Если отбросить, что пацан меня раздражает, то он прав. На улице промозгло и холодно. А у меня ни шапки, ни шарфа, ни перчаток. Есть два варианта, куда податься: в ресторан к пьяным гостям или в дом к Давиду. Ни туда, ни туда я не хочу. Правда, я и к Тимуру не хочу. Но он — наименьшее из зол.
— Я бы выпила чаю.
— Пойдем.
Парень ведет меня к своему гостевому дому не по асфальтированной дорожке, освещенной фонарями, а по темному газону. Чтобы нас никто не увидел вместе, догадываюсь. Это правильно. Но я начинаю переживать за его белоснежные кроссовки. Как бы он их не испачкал.
Тимура поселили в домике за рестораном, в прямо противоположной стороне от нашего с Давидом. Оказавшись в тепле, меня начинает потряхивать еще больше. Тимур снимает кроссовки (он их не испачкал! Это определенно талант — не пачкать белую обувь), шагает к кухонной зоне и нажимает кнопку на чайнике. Достает из шкафчика кружки, бросает в них пакетики. Я нахожу в обувнице еще одну пару гостевых одноразовых тапок, вешаю куртку в шкаф. Потом подхожу к кухонному острову и сажусь на высокий стул.
Я чувствую себя растерянно. Потому что ситуация максимально странная. Вдруг понимаю, что никогда прежде не оставалась наедине с чужим и посторонним мужчиной, который не скрывает свою симпатию ко мне. Вернее, оставалась, но один раз и давно. А именно — семнадцать лет назад с Давидом, когда мы только познакомились.

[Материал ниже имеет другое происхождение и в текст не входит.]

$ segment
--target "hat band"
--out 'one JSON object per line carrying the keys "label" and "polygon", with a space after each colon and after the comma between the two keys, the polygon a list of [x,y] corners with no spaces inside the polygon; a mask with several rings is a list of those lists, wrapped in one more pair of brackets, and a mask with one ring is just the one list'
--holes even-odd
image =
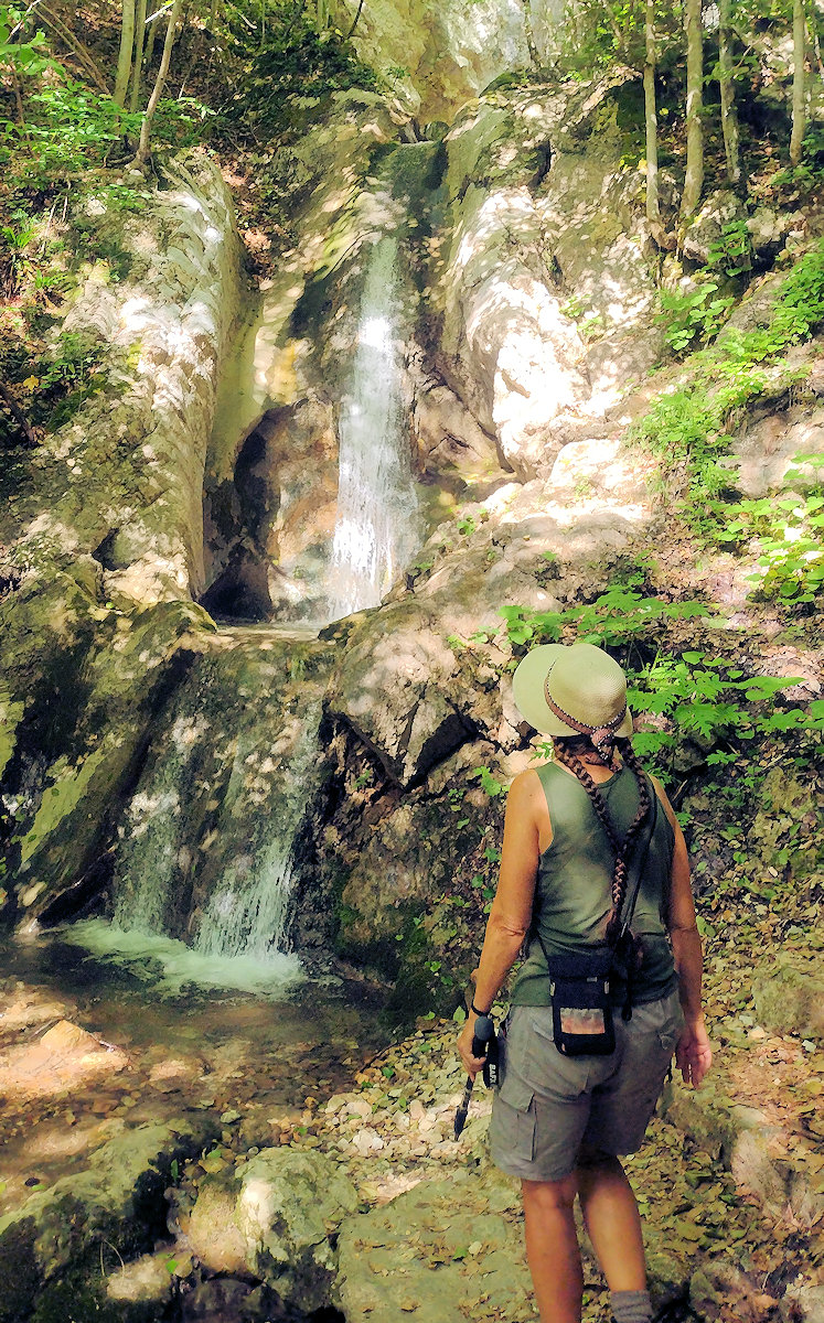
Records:
{"label": "hat band", "polygon": [[[552,672],[550,671],[550,675],[551,673]],[[546,699],[546,704],[550,712],[552,712],[559,721],[563,721],[564,725],[570,726],[572,730],[578,730],[578,733],[582,736],[590,736],[590,740],[603,757],[607,766],[611,767],[612,771],[615,771],[616,770],[616,759],[613,751],[615,732],[617,730],[624,717],[627,716],[627,704],[624,703],[621,710],[617,713],[617,716],[612,717],[611,721],[604,721],[600,726],[587,725],[586,721],[578,721],[576,717],[570,716],[568,712],[564,712],[563,708],[558,706],[552,695],[550,693],[550,675],[547,675],[546,680],[543,681],[543,697]]]}

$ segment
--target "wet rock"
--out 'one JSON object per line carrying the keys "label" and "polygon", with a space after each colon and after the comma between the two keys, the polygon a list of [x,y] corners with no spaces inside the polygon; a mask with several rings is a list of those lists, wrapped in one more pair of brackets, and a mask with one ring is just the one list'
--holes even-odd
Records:
{"label": "wet rock", "polygon": [[824,978],[817,958],[776,951],[770,972],[752,979],[752,1000],[762,1024],[824,1043]]}
{"label": "wet rock", "polygon": [[212,1271],[262,1281],[289,1304],[329,1304],[334,1238],[358,1195],[339,1166],[315,1151],[266,1148],[203,1181],[181,1225]]}
{"label": "wet rock", "polygon": [[106,1278],[106,1295],[123,1303],[168,1304],[175,1289],[171,1262],[174,1257],[167,1249],[122,1263]]}
{"label": "wet rock", "polygon": [[367,617],[333,679],[329,710],[344,718],[401,786],[419,781],[474,733],[450,699],[454,654],[440,630],[427,630],[415,605]]}
{"label": "wet rock", "polygon": [[530,1316],[521,1226],[502,1216],[517,1199],[514,1187],[456,1174],[347,1218],[335,1286],[347,1323],[442,1323],[477,1318],[482,1307],[507,1319]]}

— Не бойся меня, — Тимур мягко улыбается. — Я не кусаюсь.
— Я не боюсь. Просто... — замолкаю.
— Просто это все очень ново для тебя, — читает мои мысли.
— Да.
Тимур ставит на остров две кружки чая и садится на стул напротив.
— Предлагаю поиграть в голую правду.
Делаю маленький глоток горячего напитка.
— Что такое голая правда?
— Это очень-очень большое откровение. Из той серии, которое обычно не говорят.
Признание Давида в измене — это голая правда. Я на секунду задумываюсь. Хотелось бы мне слышать всегда от людей голую правду? В теории кажется, что да. А на самом деле? Не уверена.
— Ну давай.
В данный миг меня охватывает азарт, что ли. С Тимуром все воспринимается как игра.
— Для меня все это тоже ново. Раньше я никогда не западал на замужних женщин ощутимо старше меня, да ещё с детьми-подростками.
Ухмыляюсь. Хочется спросить: а на кого ты западал раньше? У меня вдруг появляется любопытство узнать о Тимуре побольше. Надеюсь, игра в голую правду поможет в этом.